Background: Enzyme deficiencies of the oxidative phosphorylation (OXPHOS) system may be caused by mutations in the mitochondrial DNA (mtDNA) or in the nuclear DNA.

Objective: To analyse the sequences of the mtDNA coding region in 25 patients with OXPHOS system deficiency to identify the underlying genetic defect.

Results: Three novel non-synonymous substitutions in protein-coding genes, 4681T→C in MT-ND2, 9891T→C in MT-CO3 and 14122A→G in MT-ND5, and one novel substitution in the 12S rRNA gene, 686A→G, were found. The definitely pathogenic mutation 3460G→A was identified in an 18-year-old woman who had severe isolated complex I deficiency and progressive myopathy.

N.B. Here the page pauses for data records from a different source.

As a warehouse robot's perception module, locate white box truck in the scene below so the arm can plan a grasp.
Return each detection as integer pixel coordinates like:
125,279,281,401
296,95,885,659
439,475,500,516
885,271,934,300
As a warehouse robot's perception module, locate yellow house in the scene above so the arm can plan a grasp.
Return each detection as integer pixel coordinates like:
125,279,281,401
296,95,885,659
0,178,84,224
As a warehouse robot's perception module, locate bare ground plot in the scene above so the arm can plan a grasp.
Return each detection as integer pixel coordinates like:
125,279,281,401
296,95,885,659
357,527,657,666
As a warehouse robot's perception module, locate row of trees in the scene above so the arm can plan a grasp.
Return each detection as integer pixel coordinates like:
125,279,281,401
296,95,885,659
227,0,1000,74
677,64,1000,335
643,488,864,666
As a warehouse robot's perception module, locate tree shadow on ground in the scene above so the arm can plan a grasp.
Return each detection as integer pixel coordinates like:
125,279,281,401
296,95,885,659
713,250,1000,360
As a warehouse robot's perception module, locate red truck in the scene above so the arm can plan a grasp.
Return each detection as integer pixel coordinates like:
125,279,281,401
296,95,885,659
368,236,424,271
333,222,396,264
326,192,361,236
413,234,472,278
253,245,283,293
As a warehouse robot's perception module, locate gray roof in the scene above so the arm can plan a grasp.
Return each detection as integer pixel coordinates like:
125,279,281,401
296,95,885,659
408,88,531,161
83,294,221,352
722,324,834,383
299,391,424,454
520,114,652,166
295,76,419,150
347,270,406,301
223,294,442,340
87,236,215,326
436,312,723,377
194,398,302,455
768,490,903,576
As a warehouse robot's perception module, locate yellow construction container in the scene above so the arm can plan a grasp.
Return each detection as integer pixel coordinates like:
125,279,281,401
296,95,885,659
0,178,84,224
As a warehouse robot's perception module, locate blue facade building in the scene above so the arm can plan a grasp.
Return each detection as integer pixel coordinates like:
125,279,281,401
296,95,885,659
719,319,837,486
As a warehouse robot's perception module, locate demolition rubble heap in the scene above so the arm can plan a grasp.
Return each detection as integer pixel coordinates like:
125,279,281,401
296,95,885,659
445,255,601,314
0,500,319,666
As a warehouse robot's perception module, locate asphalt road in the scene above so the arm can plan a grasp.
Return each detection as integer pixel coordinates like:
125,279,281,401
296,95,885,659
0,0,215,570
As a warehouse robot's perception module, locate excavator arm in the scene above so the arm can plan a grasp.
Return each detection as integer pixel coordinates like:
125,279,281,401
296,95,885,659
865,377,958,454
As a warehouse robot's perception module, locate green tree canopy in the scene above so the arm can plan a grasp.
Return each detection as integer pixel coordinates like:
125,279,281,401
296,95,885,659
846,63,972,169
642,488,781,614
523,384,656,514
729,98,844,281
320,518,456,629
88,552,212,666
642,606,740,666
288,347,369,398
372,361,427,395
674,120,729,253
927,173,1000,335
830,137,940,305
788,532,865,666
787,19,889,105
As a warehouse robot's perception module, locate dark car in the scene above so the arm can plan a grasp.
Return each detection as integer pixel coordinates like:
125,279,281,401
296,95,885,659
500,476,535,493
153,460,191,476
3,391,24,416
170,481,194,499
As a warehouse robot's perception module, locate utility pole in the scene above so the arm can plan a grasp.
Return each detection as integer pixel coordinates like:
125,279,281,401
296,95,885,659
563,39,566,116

Conclusions: Bioinformatic analyses suggest a pathogenic role for the novel 4681T→C substitution found in a boy with Leigh’s disease. These results show that the clinical phenotype caused by the primary Leber’s hereditary optic neuropathy mutation 3460G→A is more variable than has been thought. In the remaining 23 patients, the role of mtDNA mutations as a cause of the OXPHOS system deficiency could be excluded. The deficiency in these children probably originates from mutations in the nuclear genes coding for respiratory enzyme subunits or assembly factors.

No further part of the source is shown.